Running boost

Hello everyone,

As the ADHM (Airtel Delhi Half Marathon) which is one of the most awaited running event in the capital of India is around the corner, I would like to share some of the tips for all the fellow runners and running enthusiasts to boost up the running experience. These points will help you in the short term improvement in the running speed and stamina which is always needed in plenty by each and every participant. And moreover doing all these will never ever induce injuries and rather improve a great deal of running miles if they are done in the long run as well.

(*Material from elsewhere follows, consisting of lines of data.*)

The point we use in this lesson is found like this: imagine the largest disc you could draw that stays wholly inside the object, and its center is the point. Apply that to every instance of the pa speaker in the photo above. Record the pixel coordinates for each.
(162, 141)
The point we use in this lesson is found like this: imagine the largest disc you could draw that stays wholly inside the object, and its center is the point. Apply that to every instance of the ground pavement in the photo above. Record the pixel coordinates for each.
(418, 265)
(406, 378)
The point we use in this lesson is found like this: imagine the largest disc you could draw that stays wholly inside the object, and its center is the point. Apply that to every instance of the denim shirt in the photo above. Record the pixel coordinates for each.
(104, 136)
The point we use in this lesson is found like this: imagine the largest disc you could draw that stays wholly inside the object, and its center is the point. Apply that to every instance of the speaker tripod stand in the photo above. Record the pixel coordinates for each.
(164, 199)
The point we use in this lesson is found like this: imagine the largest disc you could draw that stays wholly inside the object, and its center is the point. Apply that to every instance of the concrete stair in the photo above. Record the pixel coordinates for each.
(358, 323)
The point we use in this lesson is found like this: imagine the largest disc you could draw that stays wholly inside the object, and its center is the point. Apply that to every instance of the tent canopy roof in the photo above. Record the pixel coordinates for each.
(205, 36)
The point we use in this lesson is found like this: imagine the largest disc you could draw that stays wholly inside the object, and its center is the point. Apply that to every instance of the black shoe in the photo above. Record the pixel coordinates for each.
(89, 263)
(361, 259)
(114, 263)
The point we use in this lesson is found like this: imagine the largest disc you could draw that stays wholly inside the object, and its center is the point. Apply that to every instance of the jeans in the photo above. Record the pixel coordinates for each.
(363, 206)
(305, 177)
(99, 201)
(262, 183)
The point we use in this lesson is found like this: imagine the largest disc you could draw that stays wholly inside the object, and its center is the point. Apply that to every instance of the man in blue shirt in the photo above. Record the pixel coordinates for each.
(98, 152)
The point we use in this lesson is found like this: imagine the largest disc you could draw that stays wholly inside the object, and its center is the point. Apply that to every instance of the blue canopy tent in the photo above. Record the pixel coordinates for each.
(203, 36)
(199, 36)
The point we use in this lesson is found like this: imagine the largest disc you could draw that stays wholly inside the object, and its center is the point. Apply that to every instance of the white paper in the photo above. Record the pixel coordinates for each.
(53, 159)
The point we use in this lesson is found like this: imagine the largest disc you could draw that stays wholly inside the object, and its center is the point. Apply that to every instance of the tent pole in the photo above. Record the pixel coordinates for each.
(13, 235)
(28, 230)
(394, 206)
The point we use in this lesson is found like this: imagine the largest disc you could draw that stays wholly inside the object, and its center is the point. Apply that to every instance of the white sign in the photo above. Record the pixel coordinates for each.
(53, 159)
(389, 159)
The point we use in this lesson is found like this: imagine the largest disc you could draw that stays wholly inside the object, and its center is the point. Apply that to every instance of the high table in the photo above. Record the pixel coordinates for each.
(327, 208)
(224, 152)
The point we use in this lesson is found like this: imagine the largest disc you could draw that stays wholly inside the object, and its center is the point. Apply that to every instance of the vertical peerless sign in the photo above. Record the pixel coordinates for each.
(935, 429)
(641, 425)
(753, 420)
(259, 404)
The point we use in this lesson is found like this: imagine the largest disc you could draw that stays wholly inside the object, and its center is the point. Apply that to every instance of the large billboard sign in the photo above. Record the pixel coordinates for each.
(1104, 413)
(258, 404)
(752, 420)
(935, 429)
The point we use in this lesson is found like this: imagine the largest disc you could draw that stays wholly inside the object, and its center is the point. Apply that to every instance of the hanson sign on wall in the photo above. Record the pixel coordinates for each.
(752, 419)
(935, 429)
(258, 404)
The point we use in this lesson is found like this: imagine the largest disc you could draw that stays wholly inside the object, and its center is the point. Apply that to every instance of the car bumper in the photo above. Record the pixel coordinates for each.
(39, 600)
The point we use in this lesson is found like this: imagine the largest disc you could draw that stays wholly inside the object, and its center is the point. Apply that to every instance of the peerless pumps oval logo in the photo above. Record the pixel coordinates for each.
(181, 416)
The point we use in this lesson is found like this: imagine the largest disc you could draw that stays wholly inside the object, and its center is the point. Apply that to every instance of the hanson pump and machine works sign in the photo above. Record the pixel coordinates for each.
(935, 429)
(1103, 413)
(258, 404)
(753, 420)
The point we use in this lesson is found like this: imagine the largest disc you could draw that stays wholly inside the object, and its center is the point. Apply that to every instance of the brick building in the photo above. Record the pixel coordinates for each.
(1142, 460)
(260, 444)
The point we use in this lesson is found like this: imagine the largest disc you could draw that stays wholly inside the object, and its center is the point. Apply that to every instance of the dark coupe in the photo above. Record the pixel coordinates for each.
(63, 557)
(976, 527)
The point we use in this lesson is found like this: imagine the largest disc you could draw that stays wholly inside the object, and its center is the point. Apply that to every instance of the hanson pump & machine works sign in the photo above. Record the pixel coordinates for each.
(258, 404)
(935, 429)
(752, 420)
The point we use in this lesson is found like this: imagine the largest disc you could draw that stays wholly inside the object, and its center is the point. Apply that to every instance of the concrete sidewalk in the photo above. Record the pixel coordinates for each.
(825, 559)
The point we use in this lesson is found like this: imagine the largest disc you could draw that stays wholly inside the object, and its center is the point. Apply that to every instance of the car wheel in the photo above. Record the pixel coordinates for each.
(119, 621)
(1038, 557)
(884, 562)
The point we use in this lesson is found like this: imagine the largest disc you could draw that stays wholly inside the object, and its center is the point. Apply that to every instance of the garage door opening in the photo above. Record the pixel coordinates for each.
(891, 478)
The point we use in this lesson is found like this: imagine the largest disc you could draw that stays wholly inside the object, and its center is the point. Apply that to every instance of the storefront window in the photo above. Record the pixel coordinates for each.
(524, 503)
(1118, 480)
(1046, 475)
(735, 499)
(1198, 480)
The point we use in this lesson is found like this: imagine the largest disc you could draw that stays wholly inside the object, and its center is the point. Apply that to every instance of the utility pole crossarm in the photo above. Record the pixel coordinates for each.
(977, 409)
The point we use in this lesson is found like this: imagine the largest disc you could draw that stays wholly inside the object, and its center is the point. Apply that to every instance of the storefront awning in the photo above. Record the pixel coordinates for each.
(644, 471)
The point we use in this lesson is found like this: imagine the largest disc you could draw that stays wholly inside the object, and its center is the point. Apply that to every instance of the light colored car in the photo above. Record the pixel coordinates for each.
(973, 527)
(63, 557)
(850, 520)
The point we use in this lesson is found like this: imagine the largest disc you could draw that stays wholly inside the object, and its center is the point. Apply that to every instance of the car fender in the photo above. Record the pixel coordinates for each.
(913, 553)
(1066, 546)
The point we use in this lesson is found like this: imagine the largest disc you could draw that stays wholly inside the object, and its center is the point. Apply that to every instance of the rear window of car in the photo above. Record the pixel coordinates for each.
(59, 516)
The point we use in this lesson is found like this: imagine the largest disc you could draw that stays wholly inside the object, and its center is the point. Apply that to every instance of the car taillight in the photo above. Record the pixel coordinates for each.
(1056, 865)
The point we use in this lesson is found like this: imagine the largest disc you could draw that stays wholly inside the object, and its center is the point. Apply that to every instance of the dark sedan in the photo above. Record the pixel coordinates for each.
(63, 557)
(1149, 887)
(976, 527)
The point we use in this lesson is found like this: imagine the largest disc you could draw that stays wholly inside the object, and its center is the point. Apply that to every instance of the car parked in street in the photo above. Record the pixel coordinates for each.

So folks, here are the exercises:

Heel raise

This is the exercise which is highly recommended for all the runners whether they are long distance or short distance runners. It is simply done by raising heels while standing for a time period of at least 30 seconds. Athlete can walk with heels raised as well upto 50 meters in one go. A good exercise for athletes experiencing shin pain and compartmental syndromes. Raising heels can strengthen the muscle and keep it toned in an even manner so as to reduce the chances of cramps as well. A session of 2-3 minutes done 5 times in standing position is advisable.

Air knee kick

This exercise is different from high knee jog. The knee is kept bent and kicked in the air in a not-so-fast manner. It should be performed before running on a daily basis but extreme caution should be taken not to take hip in extreme flexion. Speed should be in control otherwise it would lead to groin stretch and pain. Do it in moderation and it will do wonders in running speed and stamina. Repetitions can be done from 10-15 at each leg in a set of 2. Try doing it on a single knee at a time.


Yet another exercise to help increase the speed as well as stamina for running enthusiasts. A forward walking lunge is highly recommended rather than the backward lunge when the running event is less than a week away. Do lunges in a repetition of 12-15 daily for boosting your running performance. It ll help in the explosive time required for running in higher speed.

Squat jump

I must say it’s one of my favorite exercise when it comes on the terms of training lower limbs. It’s done by going in a half-squat position followed by jumping on a box or stair or bench or even level ground. It do increase the power in hamstring muscles so as to provide a better stamina and speed while running. It remarkably decreases the chances of pulling your hamstrings which is quite common while a distance run or a short run as well. A repetition of 12-15 in 3 sets are quite effective if done daily during a few days from a running event.

Variable training

Do mix and match with your training protocol when a few days away from a marathon. It definitely help increase the stamina of muscles so as to make that running event a memorable day in your minds and photo album. Mix slow running and fast running in between your training days and you’ll see the results on the event day.

Note: Do the exercises as recommended as overdoing them just a few days earlier to the marathon will induce injuries.

Have fun at the ADHM event and paint the city red with your spirits.. My best wishes to all the runners!!

Any queries and suggestions are very much welcome!!